Cera d’ampia salute, passo veloce come il pensiero, capacità di decidere, lavoro d’archivio, bonomia, cordialità, amore per la “propria” terra, simpatia, “levitas” nel porgere ciò che semplice non è. Senza essere lisciatori non dilettanti, sono alcune qualità da riconoscere in gran dose al professor Giuseppe Bergamini.
Ancora una, non con lo spirito di chi vuole “zontâ”, come quando si aggiungeva, “meti dongja”, una manciata di pesci per raggiungere il peso: la capacità di ascoltare tutti, e magari di dire, poi, ciò che non va in maniera netta. Gli anni del Prof. sono passati, e passano, nel lavoro - negli affetti - e in straordinaria produzione, che gli esperti dichiarano d’alta qualità.
Per compulsare il ricco curriculum, bastano gli strumenti, quasi stregoneschi, che il progresso ha offerto; si troverà tutto. Ma non l’uomo, che è molto di più.
Friulano speciale, lui: fin guardandone gli scritti a volo d’uccello, ci si accorge che è un friulano integrale, non integralista. Parla del Friuli, ai quattro venti, con serenità aliena dalla “patavinitas”, pur spiegabile, che si nota in qualche luogo. Nelle sue opere si trova capacità di analisi, di sintesi, studio specialistico e compilazione manualistica, che serve al lettore, di ogni grado, per renderlo capace di orientarsi, subito, nel gran mare dell’arte e della storia.

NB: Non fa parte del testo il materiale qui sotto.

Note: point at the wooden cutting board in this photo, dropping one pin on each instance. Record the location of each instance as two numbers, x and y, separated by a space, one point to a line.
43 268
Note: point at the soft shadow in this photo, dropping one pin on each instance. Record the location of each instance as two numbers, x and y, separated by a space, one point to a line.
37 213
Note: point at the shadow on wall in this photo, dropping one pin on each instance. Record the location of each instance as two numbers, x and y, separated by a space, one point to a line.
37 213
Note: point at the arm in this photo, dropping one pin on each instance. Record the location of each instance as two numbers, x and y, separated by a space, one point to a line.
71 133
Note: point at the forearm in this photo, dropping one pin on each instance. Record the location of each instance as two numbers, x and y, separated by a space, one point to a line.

Direttore dei Musei Civici di Udine, nel castello dei Patriarchi ove si respirano i secoli, riceveva tutti, ascoltava, offriva il suo sapere (lo fa anche oggi) senza gelosie, con generosità e competenza, soprattutto ai giovani. Non poteva non approdare alla direzione del Museo Diocesano, per ciò che ha scritto sulla ventata di novità portata in Friuli dall’arte veneta, e per aver parlato di “come la vicinanza geografica con popoli di etnia e di cultura diversa abbia avuto un qualche peso nella maturazione di un linguaggio se non proprio autoctono ricco di particolarità altrove non rintracciabili …”.
Ha scritto della “profonda e sentita religiosità delle genti del patriarcato”, che si materializza nel caleidoscopico pullulare di committenze d’opere nei vari settori, “con qualche differenza, talora sostanziale, tra il territorio del patriarcato soggetto a Venezia e quello soggetto alla Casa d’Austria”, cioè del Friuli “banda Guriza”, delle nostre terre. Anche qui, analisi, e sintesi come nel manuale di storia dell’arte in Friuli Venezia Giulia (con Sergio Tavano) e come la Guida e… le “guidine”, sì, quelle pubblicazioni minute di mole, ma grandi di contenuto, da lui promosse, che scendono nelle nostre cittadine, nei nostri paesi, come Aiello (Stefano Perini), Cervignano (Giuseppe Fornasir), o la poesia fatta paese di Tapogliano (Giulio Tavian)…
Non interesse rapsodico per le nostre terre, ma rafforzato da durature amicizie: prendiamo quella con un altro amante del Friuli, dalla passione radicata: monsignor Silvano Piani.
Il prof. Bergamini ha mostrato, senza intenti predicatori, che l’arte sacra, la religiosità popolare, non sono “cose da preti”, ma aspetti del vivere civile. A proposito di moralità, non di moralismo, si devono accettare senza riserve i suoi appelli ad essere attenti a che il patrimonio dell’arte sacra, in tutte le sue declinazioni, non venga disperso, e che non prevalga l’osceno desiderio dell’avere rispetto all’essere.
Anche oggi, la sua capacità di lavoro deve estendersi oltre le ore, per essere consenziente con la sua generosità.
“Si che duncia”, per questo modenese, qui trapiantato, si potrebbe modificare leggermente l’iscrizione latina per Wiligelmo, il mitico scultore architetto del duomo di Modena, solo con varianti minime del testo, reso in italiano:
“Quanto tra gli studiosi” (al posto di scultori)
tu sia degno di onore,
è evidente, o Giuseppe, (al posto di Wiligelmo)
per la tua cultura” (al posto di scultura)
E che la storia continui, per questo giovane di ottant’anni!